En estos momentos la idea más arraigada del progreso tiene que ver con tener más bienes y gozar de más servicios. En esencia, que antes se vivía peor porque teníamos menos cosas, pero que ahora se ha progresado gracias a que disfrutamos de muchas más posesiones.
Esta idea de progreso tiene dos consecuencias que quiero remarcar aquí. La primera es que es profundamente insatisfactoria. El hecho de que todo pase a ser necesidad y de que para progresar tenga que tener cada vez más, nos lleva a una insatisfacción vital continuada: nunca estoy a gusto con lo que tengo, siempre necesito algo más y debo utilizar mis energías para conseguirlo.

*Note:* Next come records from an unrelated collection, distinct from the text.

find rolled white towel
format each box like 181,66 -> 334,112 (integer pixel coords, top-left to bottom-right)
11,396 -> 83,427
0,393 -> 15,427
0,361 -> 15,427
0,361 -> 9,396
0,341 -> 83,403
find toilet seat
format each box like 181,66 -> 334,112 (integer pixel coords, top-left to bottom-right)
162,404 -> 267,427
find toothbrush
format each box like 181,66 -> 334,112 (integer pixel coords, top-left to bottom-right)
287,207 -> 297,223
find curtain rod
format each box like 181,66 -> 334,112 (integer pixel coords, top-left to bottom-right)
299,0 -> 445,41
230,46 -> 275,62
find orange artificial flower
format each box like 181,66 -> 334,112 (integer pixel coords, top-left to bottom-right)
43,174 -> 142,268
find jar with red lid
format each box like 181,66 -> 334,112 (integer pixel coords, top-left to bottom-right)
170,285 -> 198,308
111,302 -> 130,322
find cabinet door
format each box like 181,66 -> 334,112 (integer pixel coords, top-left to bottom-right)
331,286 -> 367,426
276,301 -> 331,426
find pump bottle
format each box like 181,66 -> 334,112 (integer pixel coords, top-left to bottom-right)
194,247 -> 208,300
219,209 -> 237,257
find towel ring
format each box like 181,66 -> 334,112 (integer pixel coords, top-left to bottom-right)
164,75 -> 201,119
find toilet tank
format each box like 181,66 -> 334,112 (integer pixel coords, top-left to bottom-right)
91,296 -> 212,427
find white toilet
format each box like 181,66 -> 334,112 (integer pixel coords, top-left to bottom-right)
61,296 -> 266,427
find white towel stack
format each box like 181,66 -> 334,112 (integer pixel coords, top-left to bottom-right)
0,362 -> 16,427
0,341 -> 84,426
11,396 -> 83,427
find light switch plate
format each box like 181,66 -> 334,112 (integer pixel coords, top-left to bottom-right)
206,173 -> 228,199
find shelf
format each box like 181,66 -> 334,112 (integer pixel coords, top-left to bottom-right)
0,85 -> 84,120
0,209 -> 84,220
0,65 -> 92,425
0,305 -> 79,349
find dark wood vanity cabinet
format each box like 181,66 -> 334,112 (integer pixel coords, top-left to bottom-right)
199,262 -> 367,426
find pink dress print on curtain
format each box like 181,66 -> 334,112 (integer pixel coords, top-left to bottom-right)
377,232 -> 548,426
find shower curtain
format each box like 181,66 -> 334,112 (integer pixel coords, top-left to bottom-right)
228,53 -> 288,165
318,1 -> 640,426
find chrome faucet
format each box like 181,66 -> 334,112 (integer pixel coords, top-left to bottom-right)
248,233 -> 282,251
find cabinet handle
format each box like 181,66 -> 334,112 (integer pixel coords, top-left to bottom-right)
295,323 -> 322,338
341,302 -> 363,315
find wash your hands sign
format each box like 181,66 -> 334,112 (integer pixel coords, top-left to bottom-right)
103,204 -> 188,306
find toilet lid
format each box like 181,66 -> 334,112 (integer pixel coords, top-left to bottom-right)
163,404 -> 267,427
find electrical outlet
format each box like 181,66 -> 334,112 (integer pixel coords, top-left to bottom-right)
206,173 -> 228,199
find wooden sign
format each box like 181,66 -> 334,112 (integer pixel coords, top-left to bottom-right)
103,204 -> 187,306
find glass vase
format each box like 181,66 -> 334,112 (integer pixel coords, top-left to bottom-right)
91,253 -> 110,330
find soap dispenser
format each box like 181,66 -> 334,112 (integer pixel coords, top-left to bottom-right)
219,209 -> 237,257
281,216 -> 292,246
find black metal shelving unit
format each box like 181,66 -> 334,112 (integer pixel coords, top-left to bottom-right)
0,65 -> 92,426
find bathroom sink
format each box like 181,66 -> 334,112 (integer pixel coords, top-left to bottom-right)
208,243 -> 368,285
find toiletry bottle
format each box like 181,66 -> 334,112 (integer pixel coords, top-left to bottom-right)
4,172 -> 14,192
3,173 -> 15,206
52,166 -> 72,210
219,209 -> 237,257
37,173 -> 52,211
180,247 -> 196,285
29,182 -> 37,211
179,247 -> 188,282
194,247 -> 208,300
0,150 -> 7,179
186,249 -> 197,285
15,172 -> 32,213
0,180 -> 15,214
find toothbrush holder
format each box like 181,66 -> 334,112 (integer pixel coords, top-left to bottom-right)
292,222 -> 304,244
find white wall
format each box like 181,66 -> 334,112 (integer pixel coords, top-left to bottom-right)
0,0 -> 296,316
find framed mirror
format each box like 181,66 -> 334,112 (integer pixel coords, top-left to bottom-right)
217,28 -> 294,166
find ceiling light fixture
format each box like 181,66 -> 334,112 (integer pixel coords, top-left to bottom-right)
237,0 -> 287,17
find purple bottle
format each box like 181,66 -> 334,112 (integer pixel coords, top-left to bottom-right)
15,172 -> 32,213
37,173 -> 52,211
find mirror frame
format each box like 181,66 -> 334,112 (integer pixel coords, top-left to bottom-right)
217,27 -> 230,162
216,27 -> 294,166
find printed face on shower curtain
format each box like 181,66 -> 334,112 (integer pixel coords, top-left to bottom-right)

En segundo lugar es una idea de progreso que está en el límite opuesto de lo que es la sabiduría cristiana (y también la de otras corrientes filosóficas). En estas, la sabiduría y el progreso se logra, precisamente, cuando se alcanza la meta contraria, es decir, la de necesitar cada vez menos cosas. El progreso personal, pero también el comunitario, se alcanza cuando somos capaces de vivir con menos, de no estar preocupados por el qué comer o el qué beber, sino por las cosas importantes de la vida que tienen que ver con las personas y no con los objetos o las posesiones.
Por ello debemos aprender a cambiar nuestra concepción de progreso y a ver que este se da, no cuando se tienen más cosas, sino cuando somos mejores personas y nos encontramos ante una sociedad más justa y fraterna.
En estos tiempos de pandemia tenemos más que obligación de necesitar menos...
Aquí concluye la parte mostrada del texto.